Posted in Volatility Effects

Generally, when stocks go up (down), iPath S&P 500 VIX Short Term Futures (VXX) goes down (up). A reader asked what happens after stocks and VXX move in the same direction. Is this unusual behavior a useful signal? Using daily returns of SPDR S&P 500 (SPY) and VXX from the inception of the latter on 1/30/09 through 2/17/12 (770 trading days), we find that:

The following scatter plot relates daily VXX return to same-day SPY return, confirming a belief that SPY and VXX usually move in opposite directions (most points are in the upper left and lower right quadrants). The Pearson correlation for the relationship is -0.83 and the R-squared statistic is 0.69, indicating that SPY returns explain 69% of VXX returns.

What happens after days corresponding to the upper right quadrant (8% of observations) and the lower left quadrant (11% of observations)?

The next chart summarizes average next-day SPY returns, with one standard deviation variability ranges, for different combinations of SPY and VXX behaviors over the available sample period. There is some indication that SPY tends to be abnormally weak the day after unusual SPY-VXX return combinations, but no indication that shorting SPY would be profitable for any combination.

How about VXX next-day returns?

The next chart summarizes average next-day VXX returns, with one standard deviation variability ranges, for different combinations of SPY and VXX behaviors over the available sample period. There are indications that VXX is especially strong (weak) on days after SPY and VXX are both up (down).

Are these indications exploitable?

The next chart tracks cumulative value of a $100,000 initial investment at the close on 2/2/09 of a VXX trading strategy based on the following assumptions:

  • Go long (short) VXX the day after SPY and VXX both go up (down). Assume signals are decisive enough just before the close to trade at the same close. Exit at the following close (conservative since there are some consecutive like signals).
  • Otherwise do nothing.
  • Baseline round trip trading friction is 0.2% of the balance. Shorting costs are negligible, and there are no restrictions on shorting VXX.
  • Cash earns nothing.

The chart also shows cumulative values for buying and holding SPY and VXX for comparison. Results indicate that the VXX trading strategy may be attractive, though volatile, despite being active only 18% of the time (long 7.5% and short 10.8%). The average daily return of the VXX trading strategy is 0.13%, with standard deviation of daily returns 1.84%.

The Pearson correlation between VXX strategy returns and SPY returns is -0.01, suggesting that the VXX trading strategy may be a good diversifier of U.S. equities.

How do results vary with assumed level of trading friction?

The final chart summarizes variation of the terminal value of the above VXX trading strategy with assumed level of round trip trading friction. Results indicate that the strategy is profitable over the sample period for reasonable levels of trading friction. 

In summary, evidence from simple tests on available data suggests that buying (selling) VXX on days after SPY and VXX both go up (down) may be attractive, with the series potentially useful as a diversifier of SPY.

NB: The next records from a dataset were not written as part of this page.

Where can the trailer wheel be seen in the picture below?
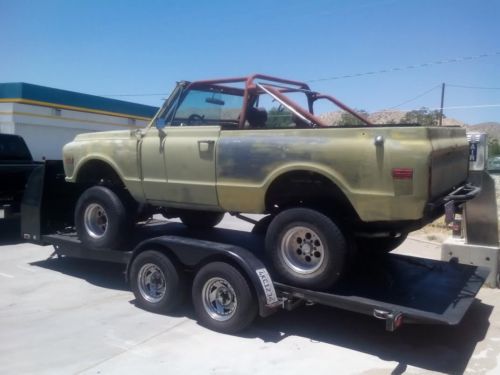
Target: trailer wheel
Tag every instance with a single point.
(201, 219)
(307, 249)
(101, 218)
(158, 284)
(222, 298)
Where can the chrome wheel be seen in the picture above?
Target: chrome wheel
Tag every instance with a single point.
(219, 299)
(151, 282)
(302, 250)
(95, 220)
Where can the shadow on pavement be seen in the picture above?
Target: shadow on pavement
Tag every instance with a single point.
(10, 232)
(446, 349)
(102, 274)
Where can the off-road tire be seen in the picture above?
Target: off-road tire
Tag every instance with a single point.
(306, 248)
(102, 203)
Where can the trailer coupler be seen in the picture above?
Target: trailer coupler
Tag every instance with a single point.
(393, 320)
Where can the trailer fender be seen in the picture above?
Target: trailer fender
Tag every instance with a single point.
(194, 253)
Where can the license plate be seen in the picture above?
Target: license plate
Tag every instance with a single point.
(473, 152)
(449, 212)
(267, 285)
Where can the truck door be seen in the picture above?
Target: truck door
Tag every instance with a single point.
(189, 156)
(151, 163)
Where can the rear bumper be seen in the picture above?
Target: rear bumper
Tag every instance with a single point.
(453, 200)
(9, 211)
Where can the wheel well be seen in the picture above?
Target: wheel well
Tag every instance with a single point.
(98, 171)
(308, 189)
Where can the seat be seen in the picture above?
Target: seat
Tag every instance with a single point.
(256, 117)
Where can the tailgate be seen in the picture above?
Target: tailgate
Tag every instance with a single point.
(449, 159)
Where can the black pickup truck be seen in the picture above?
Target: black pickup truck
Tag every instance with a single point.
(16, 164)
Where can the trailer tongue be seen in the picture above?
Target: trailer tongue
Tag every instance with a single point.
(231, 284)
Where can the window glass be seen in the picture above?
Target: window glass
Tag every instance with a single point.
(208, 108)
(279, 116)
(13, 148)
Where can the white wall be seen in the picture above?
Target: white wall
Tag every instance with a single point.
(47, 131)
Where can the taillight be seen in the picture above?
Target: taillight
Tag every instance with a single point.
(402, 173)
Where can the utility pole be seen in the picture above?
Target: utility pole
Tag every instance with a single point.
(442, 105)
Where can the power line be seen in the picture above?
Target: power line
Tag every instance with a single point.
(409, 67)
(157, 94)
(494, 105)
(416, 97)
(473, 87)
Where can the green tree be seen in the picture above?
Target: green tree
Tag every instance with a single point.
(423, 116)
(349, 119)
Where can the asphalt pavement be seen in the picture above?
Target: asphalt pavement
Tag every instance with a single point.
(69, 316)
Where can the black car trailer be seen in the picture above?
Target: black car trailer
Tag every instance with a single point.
(231, 284)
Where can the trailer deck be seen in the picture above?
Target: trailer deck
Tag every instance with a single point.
(397, 289)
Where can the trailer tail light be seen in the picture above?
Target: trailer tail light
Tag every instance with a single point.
(402, 173)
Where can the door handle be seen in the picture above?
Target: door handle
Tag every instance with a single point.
(205, 145)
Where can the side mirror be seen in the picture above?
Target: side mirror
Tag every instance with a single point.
(160, 123)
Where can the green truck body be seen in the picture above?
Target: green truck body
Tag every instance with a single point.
(329, 191)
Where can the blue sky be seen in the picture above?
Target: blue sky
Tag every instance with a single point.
(144, 47)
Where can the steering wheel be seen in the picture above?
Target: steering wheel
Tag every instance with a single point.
(195, 119)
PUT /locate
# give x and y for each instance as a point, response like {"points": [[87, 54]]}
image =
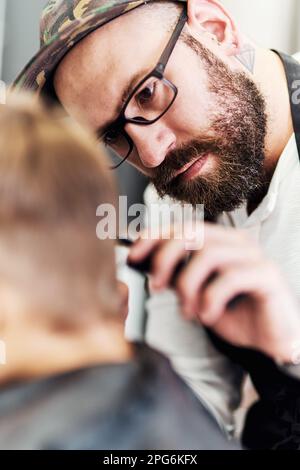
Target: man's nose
{"points": [[152, 142]]}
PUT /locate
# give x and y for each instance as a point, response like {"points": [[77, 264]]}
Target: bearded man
{"points": [[176, 90]]}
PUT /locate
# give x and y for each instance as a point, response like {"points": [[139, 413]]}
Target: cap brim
{"points": [[41, 67]]}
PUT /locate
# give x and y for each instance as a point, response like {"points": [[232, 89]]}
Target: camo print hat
{"points": [[63, 24]]}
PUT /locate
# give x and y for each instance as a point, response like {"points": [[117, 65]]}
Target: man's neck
{"points": [[271, 78], [59, 352]]}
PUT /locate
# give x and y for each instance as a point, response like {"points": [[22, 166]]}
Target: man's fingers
{"points": [[202, 266], [234, 282]]}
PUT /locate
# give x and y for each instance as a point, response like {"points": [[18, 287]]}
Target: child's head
{"points": [[53, 269]]}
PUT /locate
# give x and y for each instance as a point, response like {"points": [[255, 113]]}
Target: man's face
{"points": [[209, 147]]}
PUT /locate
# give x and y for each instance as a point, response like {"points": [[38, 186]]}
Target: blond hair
{"points": [[52, 178]]}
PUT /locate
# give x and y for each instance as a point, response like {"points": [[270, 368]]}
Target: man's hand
{"points": [[230, 264]]}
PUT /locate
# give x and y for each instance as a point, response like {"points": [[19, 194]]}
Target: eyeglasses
{"points": [[147, 103]]}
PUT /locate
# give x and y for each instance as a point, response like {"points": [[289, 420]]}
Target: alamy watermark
{"points": [[2, 353], [162, 220]]}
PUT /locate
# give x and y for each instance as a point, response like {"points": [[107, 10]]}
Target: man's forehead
{"points": [[96, 70]]}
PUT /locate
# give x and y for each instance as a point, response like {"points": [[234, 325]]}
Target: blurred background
{"points": [[271, 23]]}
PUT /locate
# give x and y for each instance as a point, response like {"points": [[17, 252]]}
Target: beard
{"points": [[239, 125]]}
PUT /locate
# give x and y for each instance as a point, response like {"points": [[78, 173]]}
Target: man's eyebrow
{"points": [[125, 95]]}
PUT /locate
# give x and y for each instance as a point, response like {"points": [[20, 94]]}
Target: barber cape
{"points": [[275, 224]]}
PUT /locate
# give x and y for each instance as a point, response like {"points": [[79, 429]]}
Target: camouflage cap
{"points": [[63, 24]]}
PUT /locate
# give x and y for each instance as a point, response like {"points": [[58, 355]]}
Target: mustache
{"points": [[183, 155]]}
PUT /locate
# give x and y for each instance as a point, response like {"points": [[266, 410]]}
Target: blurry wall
{"points": [[272, 23], [2, 17]]}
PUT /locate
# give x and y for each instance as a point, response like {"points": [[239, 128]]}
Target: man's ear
{"points": [[211, 17]]}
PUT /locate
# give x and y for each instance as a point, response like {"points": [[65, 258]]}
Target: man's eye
{"points": [[146, 95]]}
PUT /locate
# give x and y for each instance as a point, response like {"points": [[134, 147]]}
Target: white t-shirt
{"points": [[275, 224]]}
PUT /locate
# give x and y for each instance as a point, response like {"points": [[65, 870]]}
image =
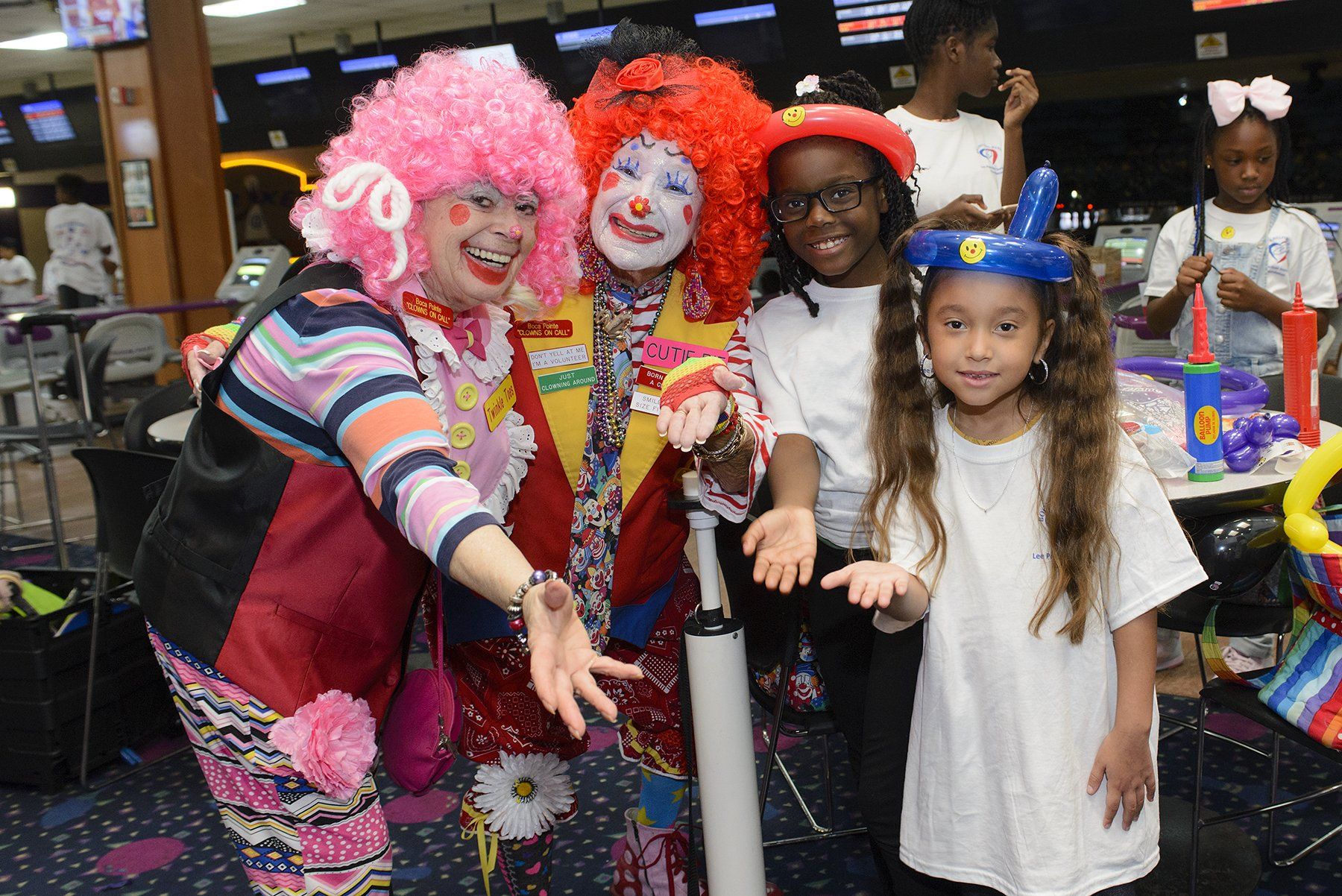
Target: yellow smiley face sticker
{"points": [[972, 250]]}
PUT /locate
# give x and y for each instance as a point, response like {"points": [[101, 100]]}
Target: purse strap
{"points": [[434, 622]]}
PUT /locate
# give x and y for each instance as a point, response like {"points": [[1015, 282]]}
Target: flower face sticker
{"points": [[972, 250]]}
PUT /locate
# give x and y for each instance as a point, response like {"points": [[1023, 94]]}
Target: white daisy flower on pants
{"points": [[523, 795]]}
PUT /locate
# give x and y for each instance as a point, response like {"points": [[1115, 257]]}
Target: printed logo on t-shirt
{"points": [[1279, 248], [992, 154]]}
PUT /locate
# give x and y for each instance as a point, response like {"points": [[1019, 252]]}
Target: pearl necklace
{"points": [[954, 461]]}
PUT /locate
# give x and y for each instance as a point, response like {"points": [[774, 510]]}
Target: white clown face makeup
{"points": [[647, 208]]}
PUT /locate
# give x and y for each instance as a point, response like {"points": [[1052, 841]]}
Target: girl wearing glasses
{"points": [[837, 203]]}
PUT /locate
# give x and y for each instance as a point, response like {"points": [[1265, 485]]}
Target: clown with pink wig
{"points": [[359, 429]]}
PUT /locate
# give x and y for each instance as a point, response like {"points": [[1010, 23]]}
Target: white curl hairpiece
{"points": [[382, 188], [808, 85]]}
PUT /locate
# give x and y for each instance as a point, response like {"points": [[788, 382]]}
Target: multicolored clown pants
{"points": [[292, 839]]}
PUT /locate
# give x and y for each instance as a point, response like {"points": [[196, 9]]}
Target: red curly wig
{"points": [[714, 125]]}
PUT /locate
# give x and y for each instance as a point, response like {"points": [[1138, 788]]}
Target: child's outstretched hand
{"points": [[874, 584], [783, 541], [1125, 760], [1191, 273]]}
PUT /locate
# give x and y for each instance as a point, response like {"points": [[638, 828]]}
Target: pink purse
{"points": [[424, 718]]}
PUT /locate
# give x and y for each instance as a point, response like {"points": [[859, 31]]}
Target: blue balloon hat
{"points": [[1016, 253]]}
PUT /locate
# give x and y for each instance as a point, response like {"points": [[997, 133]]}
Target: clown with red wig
{"points": [[362, 427], [640, 374]]}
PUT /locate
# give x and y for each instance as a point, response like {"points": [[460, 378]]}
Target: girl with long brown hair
{"points": [[1009, 510]]}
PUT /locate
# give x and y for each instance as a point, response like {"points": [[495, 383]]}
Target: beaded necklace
{"points": [[610, 417]]}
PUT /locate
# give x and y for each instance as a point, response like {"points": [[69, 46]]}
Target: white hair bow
{"points": [[355, 181], [1266, 94]]}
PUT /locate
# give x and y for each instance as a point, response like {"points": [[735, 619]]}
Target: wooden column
{"points": [[156, 102]]}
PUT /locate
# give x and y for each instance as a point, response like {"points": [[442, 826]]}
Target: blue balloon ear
{"points": [[1038, 198]]}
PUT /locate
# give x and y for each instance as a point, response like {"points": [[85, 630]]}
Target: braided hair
{"points": [[848, 89], [930, 22], [1204, 179]]}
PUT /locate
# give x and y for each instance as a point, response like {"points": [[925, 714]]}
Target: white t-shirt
{"points": [[954, 157], [78, 233], [1006, 725], [815, 380], [1297, 253], [18, 268]]}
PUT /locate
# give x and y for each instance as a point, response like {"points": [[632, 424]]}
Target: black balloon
{"points": [[1236, 550]]}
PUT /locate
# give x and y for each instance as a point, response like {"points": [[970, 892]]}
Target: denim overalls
{"points": [[1241, 340]]}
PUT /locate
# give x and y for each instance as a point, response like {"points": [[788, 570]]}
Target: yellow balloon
{"points": [[1303, 526]]}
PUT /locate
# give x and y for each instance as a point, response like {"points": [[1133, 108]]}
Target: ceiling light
{"points": [[239, 8], [50, 40]]}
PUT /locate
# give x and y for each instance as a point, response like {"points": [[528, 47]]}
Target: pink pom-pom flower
{"points": [[330, 741]]}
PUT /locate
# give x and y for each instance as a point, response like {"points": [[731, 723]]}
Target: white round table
{"points": [[1235, 491], [174, 427]]}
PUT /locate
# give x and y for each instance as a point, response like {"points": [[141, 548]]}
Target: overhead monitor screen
{"points": [[749, 34], [866, 23], [1207, 6], [101, 23], [47, 121]]}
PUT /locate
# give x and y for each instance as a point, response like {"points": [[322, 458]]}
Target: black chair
{"points": [[87, 392], [161, 403], [772, 625], [1244, 701], [125, 490]]}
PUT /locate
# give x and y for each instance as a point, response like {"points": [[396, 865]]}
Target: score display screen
{"points": [[47, 121]]}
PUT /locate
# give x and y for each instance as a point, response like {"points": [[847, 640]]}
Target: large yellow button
{"points": [[463, 435]]}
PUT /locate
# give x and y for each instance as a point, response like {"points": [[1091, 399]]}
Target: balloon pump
{"points": [[1301, 367], [722, 728], [1203, 401]]}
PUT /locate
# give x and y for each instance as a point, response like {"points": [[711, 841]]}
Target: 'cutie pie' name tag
{"points": [[646, 403], [669, 353], [544, 329], [560, 357]]}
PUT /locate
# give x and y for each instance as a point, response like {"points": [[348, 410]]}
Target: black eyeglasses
{"points": [[838, 198]]}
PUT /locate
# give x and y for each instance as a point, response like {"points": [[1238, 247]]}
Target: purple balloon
{"points": [[1259, 432], [1243, 461], [1285, 427]]}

Cautions regarding findings include:

  • The available sample period is short in terms of variety of market conditions (essentially a single bull market), and cumulative value analyses can be sensitive to start and stop dates.
  • As noted, the analysis ignores any cost of, and restrictions on, shorting VXX. Also, round trip trading friction may vary with market conditions.
  • There is some data snooping bias associated with number of combinations considered, and perhaps with the original suggestion.